まるで龍が天へ昇るかのような勢いですね」


「ですが、画竜点睛を欠いています」


俺は真っ直ぐ徐庶を見た。


「最後に龍へ命を吹き込む瞳。

それが徐庶先生、貴方です」


徐庶は苦笑する。


「買い被りすぎですよ、謙信殿。

私の才など、孔明には遠く及びません」


「私も同じです」


俺は即答した。


「誰よりも無能です。

剣では銀ネェに敵わないし、

頭だって良くない。

それでも父・玄徳の力になりたい。

漢王室復興の夢を叶えたいのです」


拳を握る。


「父と関羽は一心同体です。

関羽を失えば蜀漢は終わる。

そして今を逃せば、

曹魏に勝つ機会は二度と来ない」


徐庶は静かに頷いた。


「その分析は正しいと思います。

もともと三国の国力差は大きい。

曹操が袁紹に勝利した時点で、

天下の趨勢はほぼ決まっていました」


「だからこそ、

劉備と孫権が争っている場合ではないのです。

赤壁の時のように、もう一度孫権を説得しなければならない」


俺は身を乗り出した。


「しかし私一人では、

孔明のような説得はできません。

確実に孫権へ利益を示せる

徐庶先生が必要なのです」


その時。


「徐庶先生」


銀ネェが頭を下げた。


「私からもお願いいたします。

どうか父、

関羽の力になってください」


徐庶はしばらく黙り込んだ。

だが――。


「昨日も申し上げましたが」


その声は穏やかだった。


「私は今の生活にも仕事にも不満はありません。

家族を危険に晒したくないのです。

どうかお引き取りください」

「ですが、徐庶先生……」


なおも食い下がろうとする銀ネェを、

俺は制した。


「銀ネェ、今日は下がりましょう」


「でも謙信!

絶対に必要だって言ってたじゃない!」


「はい。
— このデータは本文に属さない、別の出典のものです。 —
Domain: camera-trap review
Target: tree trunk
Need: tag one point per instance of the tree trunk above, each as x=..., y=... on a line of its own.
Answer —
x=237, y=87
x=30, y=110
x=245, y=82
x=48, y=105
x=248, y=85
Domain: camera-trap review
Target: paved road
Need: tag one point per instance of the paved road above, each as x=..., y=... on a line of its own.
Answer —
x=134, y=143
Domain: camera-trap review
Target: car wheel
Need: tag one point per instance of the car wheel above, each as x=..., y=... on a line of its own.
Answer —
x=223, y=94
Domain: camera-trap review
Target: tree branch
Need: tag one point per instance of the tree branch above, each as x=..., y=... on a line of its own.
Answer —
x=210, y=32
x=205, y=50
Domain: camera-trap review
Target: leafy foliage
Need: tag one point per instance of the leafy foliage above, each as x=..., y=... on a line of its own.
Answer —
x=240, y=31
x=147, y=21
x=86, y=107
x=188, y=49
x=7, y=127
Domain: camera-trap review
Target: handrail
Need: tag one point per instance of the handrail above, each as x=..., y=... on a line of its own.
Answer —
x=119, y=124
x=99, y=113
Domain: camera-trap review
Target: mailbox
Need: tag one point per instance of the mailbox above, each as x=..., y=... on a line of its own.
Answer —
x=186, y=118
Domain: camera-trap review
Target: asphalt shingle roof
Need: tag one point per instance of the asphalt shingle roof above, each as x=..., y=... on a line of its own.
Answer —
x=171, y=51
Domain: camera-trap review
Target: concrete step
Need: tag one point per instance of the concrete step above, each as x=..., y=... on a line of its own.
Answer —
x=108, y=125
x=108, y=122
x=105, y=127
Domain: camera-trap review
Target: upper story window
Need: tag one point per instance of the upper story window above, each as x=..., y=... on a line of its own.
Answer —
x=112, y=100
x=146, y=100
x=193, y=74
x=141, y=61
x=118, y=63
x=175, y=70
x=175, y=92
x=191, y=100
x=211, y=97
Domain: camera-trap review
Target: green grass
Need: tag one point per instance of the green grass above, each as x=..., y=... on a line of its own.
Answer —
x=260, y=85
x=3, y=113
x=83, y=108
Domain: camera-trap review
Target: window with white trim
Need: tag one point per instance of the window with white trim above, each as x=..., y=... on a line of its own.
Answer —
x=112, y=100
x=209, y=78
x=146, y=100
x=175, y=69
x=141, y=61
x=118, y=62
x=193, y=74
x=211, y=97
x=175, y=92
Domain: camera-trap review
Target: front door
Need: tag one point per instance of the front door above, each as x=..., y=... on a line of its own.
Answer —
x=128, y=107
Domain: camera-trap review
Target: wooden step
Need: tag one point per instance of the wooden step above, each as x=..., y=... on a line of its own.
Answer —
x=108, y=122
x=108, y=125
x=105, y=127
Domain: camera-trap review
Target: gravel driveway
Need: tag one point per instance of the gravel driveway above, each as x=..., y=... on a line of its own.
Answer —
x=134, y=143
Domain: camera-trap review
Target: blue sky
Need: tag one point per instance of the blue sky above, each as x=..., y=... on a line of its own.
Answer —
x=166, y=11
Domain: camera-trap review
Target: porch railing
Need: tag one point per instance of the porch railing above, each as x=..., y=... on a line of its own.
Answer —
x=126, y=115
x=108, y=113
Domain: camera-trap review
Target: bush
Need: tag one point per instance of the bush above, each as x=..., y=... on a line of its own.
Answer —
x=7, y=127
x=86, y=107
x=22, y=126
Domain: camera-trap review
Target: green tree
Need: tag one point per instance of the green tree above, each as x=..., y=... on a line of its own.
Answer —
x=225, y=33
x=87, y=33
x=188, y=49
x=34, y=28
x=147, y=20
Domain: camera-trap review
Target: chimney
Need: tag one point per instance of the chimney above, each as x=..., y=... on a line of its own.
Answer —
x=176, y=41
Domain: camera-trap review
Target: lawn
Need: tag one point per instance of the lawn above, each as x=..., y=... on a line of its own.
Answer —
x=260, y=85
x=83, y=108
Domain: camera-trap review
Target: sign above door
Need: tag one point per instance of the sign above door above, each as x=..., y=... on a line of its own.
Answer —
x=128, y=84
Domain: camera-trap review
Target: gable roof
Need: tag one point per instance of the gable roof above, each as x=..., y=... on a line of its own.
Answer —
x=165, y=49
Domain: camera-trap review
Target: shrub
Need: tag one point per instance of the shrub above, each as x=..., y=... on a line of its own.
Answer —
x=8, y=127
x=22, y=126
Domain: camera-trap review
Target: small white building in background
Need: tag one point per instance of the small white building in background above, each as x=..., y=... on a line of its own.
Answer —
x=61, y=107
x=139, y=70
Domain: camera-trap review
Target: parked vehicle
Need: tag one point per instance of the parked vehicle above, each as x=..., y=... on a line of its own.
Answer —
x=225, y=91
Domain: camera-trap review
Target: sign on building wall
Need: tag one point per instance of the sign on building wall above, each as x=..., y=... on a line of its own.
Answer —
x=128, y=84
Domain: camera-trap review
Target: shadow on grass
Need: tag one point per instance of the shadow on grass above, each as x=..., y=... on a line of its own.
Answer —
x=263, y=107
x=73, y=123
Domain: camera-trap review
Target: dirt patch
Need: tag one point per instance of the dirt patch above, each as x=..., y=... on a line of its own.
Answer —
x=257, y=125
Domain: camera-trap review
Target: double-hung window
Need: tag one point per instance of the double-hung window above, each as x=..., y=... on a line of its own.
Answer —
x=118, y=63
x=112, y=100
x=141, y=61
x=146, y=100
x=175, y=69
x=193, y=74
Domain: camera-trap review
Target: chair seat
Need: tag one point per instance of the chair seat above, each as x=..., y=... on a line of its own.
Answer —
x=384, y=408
絶対に必要です。

それは今も変わりません」


俺は立ち上がる。


「それでも無理強いはできません。

徐庶先生は今、

衛兵を呼んで私たちを

捕縛することもできる立場なのです」


「えっ!?」


銀ネェが慌てて身構える。

俺は苦笑しながら、

その肩をそっと押さえた。


「劉備の太子と関羽の娘です。

曹操へ差し出せば褒賞も得られるでしょう。

出世だって間違いありません」


俺は徐庶へ深く頭を下げた。


「それをなさらないだけでも十分ありがたい。

さあ、引き上げましょう」


そう言って踵を返した。

徐庶は何も言わない。

ただ静かに、

去っていく俺たちの背中を見つめていた。